1) DB is not for solving such problems.

2) use either ordered lists or hash tables

3) I would use an ordered list or array, and then compare using the pairwise merge method: - both pointers to the first elements

  • we take an element from the first list,
  • compare with the second list item
  • if the values ​​are equal, then the elements are listed in the result list and increase both pointers and to paragraph 1
  • if 1 <2, increase the value of the first list pointer
  • otherwise second

altogether, the algorithms used: 2 * qsort and pairwise merging

if the lists are very large ... (20 million is quite tolerable for memory, but 200 may already be brute force), then they can be broken up into parts and compared first part 1, then part 2.

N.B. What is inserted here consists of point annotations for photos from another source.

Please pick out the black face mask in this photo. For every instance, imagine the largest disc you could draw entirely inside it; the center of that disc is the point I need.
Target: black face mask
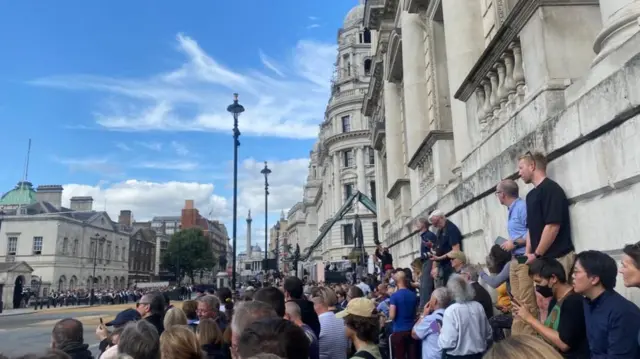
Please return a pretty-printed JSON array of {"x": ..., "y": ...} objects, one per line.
[{"x": 544, "y": 291}]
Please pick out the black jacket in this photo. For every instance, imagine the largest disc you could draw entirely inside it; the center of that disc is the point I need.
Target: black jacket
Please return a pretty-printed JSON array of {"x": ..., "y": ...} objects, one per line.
[
  {"x": 76, "y": 350},
  {"x": 309, "y": 315}
]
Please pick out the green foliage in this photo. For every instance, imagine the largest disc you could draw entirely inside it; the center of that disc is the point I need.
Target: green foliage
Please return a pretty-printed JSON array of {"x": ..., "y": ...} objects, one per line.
[{"x": 189, "y": 251}]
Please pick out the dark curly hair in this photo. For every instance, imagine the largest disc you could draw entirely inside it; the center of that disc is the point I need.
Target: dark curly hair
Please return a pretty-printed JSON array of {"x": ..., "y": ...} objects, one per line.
[{"x": 366, "y": 329}]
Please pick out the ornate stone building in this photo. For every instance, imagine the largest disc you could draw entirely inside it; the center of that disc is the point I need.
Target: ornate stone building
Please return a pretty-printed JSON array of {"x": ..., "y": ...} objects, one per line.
[
  {"x": 342, "y": 160},
  {"x": 461, "y": 88}
]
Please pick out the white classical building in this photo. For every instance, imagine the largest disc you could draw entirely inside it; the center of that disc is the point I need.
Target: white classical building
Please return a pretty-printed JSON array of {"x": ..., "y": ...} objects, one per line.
[
  {"x": 461, "y": 88},
  {"x": 63, "y": 246},
  {"x": 342, "y": 160}
]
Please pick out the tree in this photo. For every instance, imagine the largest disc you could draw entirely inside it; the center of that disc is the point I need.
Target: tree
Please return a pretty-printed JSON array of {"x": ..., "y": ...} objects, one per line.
[{"x": 189, "y": 251}]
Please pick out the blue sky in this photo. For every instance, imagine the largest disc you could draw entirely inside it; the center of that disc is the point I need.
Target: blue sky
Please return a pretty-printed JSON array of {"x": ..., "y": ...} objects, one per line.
[{"x": 126, "y": 100}]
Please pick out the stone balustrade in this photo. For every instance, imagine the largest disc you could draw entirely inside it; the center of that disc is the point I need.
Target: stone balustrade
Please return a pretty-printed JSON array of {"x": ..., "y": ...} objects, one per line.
[{"x": 502, "y": 88}]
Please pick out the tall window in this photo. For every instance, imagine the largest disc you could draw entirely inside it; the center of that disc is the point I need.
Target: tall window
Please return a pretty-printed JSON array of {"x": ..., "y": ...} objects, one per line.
[
  {"x": 347, "y": 158},
  {"x": 372, "y": 190},
  {"x": 375, "y": 232},
  {"x": 12, "y": 246},
  {"x": 108, "y": 252},
  {"x": 74, "y": 251},
  {"x": 348, "y": 191},
  {"x": 347, "y": 234},
  {"x": 346, "y": 123},
  {"x": 37, "y": 245}
]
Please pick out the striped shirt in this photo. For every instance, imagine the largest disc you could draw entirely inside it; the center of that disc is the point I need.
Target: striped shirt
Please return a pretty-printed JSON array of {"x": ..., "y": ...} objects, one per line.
[{"x": 333, "y": 339}]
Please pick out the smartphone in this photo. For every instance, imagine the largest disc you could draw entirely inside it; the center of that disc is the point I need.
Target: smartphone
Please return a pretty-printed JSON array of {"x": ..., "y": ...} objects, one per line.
[{"x": 500, "y": 240}]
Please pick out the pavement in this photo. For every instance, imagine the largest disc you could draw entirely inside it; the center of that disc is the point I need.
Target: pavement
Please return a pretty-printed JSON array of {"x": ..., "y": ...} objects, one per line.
[{"x": 29, "y": 332}]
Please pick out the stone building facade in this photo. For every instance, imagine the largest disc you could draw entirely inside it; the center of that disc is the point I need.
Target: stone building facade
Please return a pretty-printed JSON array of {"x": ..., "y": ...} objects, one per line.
[
  {"x": 64, "y": 246},
  {"x": 342, "y": 161},
  {"x": 461, "y": 88}
]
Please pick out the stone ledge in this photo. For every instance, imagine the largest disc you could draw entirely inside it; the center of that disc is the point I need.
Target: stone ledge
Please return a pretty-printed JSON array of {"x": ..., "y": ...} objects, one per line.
[{"x": 618, "y": 101}]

The algorithm is approximately as follows: there are lists 1: A + B + C + D ... and 2: A + B + C + D ... - we compare the list 1А and 2А

  • if the list 1A is over, then compare the end of the list 2A and the list 1B
  • otherwise, the end of the list is 2B with the list of 1A
  • as soon as the list ends with the current one, the next one from this sequence becomes (1 or 2)
  • and so on
  • Thanks for the pairwise matching algorithm. I think that what is needed is paired with compression from the @avp comment. Memory is very small - the project still lives on shared hosting, hence the forced outsourcing to the database server, where there is more memory than scripts. - Sergiks
  • write in C ++ or JAVA, maybe in python it is also possible, but I don’t know exactly how arrays are organized there. it is impossible to write such things on PHP, it will not fit in memory. - akalend
  • @akalend I will try to write a module to nginx, which is already there .. :) - Sergiks
  • and why do you need extra hemorrhoids? write the scgi module on libscgi in the nginx config file with the location / numpers {scgi_pass localhost: 8080; } - akalend 1:53 pm
  • In general, you cannot get rid of the database, because it is necessary to store all these sets for a long time. In compressed binary form, now, probably. I'll try to implement all the same in PHP, or perl, because I do not own C, and Java has only been used in the context of Processing.org yet. - Sergiks

I would start with simple solutions and run-time measurements for different data sets. Can you always store data in a previously prepared form (for example, already in a binary tree or in a sorted array)? Then you can find elements like this:

  // для отсортированным массивов. Сложность О(a.length + b.length) public static List<Int32> GetSameNumber(Int32[] a, Int32[] b) { var i = 0; var j = 0; var ans = new List<Int32>(); while (i < a.Length && j < b.Length) { if (a[i] == b[j]) { ans.Add(a[i]); i++; j++; } else if (a[i] > b[j]) j++; else i++; } return ans; } // для бинарных деревьев. Сложность О(a.length) или О(a.length + b.length)в зависимости от реализации public static List<Int32> GetSameNumber(SortedSet<Int32> a, SortedSet<Int32> b) { var ans = new List<Int32>(); foreach (var i in a) { if (b.Contains(i)) ans.Add(i); } return ans; //var ansset = new SortedSet<Int32>(a); //ansset.IntersectWith(b); //return ansset.ToList(); // или просто return ansset } 

If the data cannot be stored in the required form, then transfer it to it each time it is called. O (nlogn) appears to create a binary tree or sort an array.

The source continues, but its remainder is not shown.